Prevalence and intensity of schistosoma infection according to the different techniques
Urine filtration technique
Out of the 298 urine samples from pregnant women analyzed by urine filtration method, a total of 65 (21.81%) were positive to urogenital schistosomiasis. The intensity of infection was low with 87.7% excreting less than 49 eggs/10 ml of urine. The maximum egg load was 200 eggs/10 ml of urine.
Kato Katz technique
A total of 142 stool samples were recorded among the 298 participants.

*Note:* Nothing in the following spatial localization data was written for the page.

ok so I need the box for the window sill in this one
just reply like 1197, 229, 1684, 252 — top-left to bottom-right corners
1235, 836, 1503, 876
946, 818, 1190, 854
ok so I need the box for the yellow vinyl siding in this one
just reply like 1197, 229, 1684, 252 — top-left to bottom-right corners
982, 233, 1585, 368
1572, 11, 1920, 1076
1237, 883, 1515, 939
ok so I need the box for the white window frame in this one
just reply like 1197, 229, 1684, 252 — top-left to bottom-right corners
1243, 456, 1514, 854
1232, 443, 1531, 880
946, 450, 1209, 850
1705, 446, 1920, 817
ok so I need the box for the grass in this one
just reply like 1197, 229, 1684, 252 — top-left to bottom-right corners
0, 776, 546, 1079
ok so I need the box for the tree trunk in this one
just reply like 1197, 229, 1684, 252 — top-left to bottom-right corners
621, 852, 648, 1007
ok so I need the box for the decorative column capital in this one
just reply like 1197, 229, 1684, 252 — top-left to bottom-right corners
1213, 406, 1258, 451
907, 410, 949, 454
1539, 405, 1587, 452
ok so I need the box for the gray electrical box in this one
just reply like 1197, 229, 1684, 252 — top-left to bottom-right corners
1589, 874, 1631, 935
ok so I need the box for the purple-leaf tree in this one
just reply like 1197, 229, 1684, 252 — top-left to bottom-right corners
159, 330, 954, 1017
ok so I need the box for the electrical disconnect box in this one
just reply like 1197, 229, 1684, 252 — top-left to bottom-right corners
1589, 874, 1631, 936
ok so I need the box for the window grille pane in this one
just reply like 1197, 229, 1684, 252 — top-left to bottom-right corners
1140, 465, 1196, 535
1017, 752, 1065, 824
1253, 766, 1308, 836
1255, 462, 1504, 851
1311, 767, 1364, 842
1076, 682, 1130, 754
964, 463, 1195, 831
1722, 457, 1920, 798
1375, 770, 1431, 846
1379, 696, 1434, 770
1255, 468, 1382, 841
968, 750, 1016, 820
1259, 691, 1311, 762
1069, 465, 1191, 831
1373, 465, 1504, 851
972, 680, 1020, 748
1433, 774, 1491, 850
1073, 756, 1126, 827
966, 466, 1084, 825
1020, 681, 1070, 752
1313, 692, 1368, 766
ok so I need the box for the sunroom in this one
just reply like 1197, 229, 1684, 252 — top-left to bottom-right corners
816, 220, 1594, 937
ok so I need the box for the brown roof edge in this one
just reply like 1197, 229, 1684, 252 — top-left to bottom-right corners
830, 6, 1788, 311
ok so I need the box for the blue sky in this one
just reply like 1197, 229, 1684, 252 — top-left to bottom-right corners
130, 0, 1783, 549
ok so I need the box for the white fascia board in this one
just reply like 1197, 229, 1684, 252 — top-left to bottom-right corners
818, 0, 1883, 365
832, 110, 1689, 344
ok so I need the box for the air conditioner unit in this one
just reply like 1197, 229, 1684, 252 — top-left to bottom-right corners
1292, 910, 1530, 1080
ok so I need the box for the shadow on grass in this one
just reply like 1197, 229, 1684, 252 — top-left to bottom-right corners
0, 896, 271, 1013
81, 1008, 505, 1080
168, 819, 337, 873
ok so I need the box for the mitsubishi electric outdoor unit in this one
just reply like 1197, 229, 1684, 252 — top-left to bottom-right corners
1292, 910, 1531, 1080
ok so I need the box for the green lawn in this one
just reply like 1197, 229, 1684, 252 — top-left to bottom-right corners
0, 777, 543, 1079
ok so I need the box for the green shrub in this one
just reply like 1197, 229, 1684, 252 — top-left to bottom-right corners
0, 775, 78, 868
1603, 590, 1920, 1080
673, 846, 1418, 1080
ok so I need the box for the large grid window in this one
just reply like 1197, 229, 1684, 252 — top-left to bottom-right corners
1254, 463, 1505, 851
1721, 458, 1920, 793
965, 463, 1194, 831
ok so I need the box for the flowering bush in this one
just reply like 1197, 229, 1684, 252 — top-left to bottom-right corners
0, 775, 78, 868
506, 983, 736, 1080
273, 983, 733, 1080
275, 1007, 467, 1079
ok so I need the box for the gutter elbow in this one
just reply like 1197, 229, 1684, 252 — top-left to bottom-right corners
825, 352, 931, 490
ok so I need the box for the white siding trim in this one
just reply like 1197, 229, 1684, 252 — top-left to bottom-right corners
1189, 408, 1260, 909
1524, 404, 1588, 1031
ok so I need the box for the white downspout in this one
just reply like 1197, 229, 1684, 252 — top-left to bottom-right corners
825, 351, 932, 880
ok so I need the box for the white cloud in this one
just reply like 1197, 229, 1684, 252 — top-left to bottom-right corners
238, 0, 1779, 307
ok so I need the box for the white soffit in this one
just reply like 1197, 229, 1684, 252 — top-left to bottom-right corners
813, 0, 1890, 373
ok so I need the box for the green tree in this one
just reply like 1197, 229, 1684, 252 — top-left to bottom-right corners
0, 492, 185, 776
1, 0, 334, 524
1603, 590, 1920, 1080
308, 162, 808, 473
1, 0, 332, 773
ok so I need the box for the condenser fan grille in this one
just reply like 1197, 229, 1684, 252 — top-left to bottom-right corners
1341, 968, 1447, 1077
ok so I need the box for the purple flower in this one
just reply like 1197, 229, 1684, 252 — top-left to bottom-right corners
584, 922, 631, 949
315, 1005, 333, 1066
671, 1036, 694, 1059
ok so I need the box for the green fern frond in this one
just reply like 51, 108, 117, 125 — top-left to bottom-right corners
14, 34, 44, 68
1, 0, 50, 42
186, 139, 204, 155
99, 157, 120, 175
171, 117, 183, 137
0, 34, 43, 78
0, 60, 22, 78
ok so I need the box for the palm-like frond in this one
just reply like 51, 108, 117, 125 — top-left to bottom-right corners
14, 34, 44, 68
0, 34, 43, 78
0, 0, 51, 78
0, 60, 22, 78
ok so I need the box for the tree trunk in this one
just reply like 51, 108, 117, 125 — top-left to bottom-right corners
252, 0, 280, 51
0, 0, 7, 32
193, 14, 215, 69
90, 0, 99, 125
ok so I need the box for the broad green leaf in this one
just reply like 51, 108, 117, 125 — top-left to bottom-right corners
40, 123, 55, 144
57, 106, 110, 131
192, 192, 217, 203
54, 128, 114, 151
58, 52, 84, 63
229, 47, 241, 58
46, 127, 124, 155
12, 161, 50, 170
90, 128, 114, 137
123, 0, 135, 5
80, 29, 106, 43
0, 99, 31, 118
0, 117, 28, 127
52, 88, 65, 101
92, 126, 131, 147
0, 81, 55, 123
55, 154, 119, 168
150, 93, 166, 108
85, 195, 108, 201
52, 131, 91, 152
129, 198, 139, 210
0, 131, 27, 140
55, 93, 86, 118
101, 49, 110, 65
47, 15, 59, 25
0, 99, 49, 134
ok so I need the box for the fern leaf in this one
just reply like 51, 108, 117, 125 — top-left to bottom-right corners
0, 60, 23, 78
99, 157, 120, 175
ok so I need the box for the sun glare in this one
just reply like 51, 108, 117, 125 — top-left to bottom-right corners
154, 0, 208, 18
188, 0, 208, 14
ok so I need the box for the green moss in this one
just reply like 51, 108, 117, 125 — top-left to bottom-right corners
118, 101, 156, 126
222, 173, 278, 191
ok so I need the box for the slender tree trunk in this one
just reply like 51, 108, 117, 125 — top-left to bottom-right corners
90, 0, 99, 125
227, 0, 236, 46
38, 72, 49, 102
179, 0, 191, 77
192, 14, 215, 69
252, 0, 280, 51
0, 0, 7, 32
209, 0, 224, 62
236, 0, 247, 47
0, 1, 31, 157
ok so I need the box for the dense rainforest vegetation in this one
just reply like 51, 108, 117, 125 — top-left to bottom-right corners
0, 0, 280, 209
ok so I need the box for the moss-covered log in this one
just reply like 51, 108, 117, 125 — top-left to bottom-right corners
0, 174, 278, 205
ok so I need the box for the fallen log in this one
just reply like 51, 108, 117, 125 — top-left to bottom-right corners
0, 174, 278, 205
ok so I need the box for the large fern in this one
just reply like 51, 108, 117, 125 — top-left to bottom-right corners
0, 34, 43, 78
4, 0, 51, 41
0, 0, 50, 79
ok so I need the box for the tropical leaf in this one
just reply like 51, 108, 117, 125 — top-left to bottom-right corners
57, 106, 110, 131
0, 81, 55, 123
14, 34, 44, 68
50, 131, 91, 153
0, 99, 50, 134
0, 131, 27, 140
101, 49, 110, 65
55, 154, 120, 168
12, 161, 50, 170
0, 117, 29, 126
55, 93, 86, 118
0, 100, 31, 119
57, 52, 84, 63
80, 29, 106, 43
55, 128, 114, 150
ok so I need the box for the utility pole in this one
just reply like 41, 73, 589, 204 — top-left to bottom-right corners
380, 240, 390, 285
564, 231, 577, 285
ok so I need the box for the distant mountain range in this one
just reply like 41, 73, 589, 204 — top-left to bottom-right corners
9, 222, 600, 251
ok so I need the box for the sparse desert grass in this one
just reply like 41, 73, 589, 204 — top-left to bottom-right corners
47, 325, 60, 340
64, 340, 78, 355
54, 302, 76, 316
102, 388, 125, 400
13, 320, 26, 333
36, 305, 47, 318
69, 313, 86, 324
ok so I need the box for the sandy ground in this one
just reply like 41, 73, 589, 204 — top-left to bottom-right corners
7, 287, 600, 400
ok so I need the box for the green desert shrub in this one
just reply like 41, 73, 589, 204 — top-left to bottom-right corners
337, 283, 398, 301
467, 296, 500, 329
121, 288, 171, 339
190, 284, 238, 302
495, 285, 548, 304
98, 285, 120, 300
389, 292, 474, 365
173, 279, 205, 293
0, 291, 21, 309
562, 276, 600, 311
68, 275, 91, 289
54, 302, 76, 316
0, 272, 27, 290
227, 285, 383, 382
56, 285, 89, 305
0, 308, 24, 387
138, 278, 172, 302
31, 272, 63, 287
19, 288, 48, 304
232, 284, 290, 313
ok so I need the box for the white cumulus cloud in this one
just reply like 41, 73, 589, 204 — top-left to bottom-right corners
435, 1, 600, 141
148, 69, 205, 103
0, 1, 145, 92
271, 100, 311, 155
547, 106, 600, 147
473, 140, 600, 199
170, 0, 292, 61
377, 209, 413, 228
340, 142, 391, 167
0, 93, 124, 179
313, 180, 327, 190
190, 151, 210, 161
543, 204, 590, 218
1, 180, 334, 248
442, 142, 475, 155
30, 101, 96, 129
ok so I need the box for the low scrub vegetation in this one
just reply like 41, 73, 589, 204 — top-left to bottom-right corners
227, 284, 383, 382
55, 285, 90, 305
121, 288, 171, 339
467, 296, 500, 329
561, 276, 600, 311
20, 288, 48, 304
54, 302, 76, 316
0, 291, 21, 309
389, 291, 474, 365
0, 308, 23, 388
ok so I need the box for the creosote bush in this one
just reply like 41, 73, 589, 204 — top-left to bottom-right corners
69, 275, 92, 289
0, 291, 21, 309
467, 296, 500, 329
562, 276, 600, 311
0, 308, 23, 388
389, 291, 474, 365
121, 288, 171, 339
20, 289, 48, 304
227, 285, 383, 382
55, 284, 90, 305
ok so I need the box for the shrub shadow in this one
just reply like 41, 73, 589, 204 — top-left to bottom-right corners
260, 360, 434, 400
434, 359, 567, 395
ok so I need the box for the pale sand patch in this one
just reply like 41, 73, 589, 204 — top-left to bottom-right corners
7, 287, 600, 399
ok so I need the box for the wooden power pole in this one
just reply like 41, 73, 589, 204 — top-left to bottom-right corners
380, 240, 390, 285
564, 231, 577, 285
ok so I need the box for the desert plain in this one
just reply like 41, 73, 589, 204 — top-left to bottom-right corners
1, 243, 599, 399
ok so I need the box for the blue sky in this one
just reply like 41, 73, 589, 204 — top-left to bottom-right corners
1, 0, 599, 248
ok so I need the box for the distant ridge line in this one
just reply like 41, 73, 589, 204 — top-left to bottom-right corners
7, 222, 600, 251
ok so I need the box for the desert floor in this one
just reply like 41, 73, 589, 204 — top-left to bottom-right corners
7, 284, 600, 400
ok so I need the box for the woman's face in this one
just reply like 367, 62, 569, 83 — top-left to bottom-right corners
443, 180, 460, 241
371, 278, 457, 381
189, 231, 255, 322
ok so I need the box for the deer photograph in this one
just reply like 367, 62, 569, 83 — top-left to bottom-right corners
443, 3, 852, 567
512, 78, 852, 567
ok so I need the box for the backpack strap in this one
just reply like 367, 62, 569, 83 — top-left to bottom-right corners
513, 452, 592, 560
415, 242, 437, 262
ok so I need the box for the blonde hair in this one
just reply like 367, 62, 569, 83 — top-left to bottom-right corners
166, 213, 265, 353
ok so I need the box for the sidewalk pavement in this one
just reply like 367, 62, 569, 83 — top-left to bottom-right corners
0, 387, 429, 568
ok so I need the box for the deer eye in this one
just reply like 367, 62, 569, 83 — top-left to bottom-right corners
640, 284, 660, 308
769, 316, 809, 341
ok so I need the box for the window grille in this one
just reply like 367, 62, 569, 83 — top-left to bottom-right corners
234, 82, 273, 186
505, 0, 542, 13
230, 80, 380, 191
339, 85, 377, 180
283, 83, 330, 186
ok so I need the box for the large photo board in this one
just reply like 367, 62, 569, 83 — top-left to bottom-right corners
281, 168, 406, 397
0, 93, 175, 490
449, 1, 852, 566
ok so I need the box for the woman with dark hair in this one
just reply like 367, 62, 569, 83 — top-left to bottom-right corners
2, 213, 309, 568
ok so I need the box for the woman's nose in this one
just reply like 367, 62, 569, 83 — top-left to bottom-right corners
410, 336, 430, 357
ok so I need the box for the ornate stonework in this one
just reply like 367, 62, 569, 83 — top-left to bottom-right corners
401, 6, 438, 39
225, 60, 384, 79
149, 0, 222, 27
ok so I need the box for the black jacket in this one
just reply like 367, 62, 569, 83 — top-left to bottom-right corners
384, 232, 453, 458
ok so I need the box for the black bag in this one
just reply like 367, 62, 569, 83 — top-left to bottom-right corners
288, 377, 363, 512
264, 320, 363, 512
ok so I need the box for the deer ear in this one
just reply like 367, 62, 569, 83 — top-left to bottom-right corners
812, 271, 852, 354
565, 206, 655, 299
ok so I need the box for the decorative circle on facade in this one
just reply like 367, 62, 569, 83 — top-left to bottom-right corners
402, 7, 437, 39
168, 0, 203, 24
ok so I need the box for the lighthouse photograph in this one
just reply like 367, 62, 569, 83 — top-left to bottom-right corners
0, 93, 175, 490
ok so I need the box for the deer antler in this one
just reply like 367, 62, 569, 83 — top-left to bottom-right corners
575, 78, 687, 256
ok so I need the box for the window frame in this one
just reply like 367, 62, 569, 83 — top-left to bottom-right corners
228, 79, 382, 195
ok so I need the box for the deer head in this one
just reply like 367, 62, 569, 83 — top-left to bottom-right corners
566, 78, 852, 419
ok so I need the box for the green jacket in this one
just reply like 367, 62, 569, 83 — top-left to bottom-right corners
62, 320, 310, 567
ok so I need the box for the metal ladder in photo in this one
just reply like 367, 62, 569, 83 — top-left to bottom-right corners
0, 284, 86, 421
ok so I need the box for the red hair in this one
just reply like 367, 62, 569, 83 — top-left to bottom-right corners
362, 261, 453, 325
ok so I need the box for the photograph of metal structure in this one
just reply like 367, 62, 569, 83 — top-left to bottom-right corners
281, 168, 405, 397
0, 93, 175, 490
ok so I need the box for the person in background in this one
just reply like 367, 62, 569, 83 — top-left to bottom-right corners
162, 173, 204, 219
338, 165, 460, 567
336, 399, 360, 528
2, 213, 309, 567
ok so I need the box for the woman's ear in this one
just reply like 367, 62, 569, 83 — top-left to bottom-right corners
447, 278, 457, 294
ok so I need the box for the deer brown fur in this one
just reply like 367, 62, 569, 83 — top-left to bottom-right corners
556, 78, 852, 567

Among them, 10 (7.04%) were positive for S. mansoni by the Kato-Katz technique with low intensity of infection as all women excreting less than 8 eggs/gram. Only 4 (2.82%) pregnant women were co-infected with S. haematobium and S. mansoni (Table 2).
QPCR technique
The qPCR detected 81 and 38 cases missed respectively by the urine filtration (UF) and Kato-Katz (KK) techniques. Molecular prevalence was high for S. haematobium (n = 146; 48.99%) and S. mansoni (n = 49; 35.51%), as well as for co-infection (n = 22; 15.94%) (Table 2). The results on sensitivity and specificity of each technique in the detection of S. haematobium and S. mansoni in pregnant women are summarized (Table 3).
Bivariate analysis
Socio-demographic factors associated with schistosomiasis
Table 4 shows the bivariate analysis between Schistosoma infection detected by microscopic and molecular methods, and socio-demographic factors and history of infection. The results revealed a significant association of S. haematobium infection with the age group of pregnant women. Women aged between 20 and 35 years and those aged over 35 years were significantly protected against S. haematobium infection compared to those aged 14 to 19 years (odds ratio [OR] 0.47; 95% confidence interval (95%CI) 0.25–0.88; p = 0.019 and OR 0.32; 95%CI 0.15–0.93; p = 0.034 for 20–35 and over 35 years old, respectively).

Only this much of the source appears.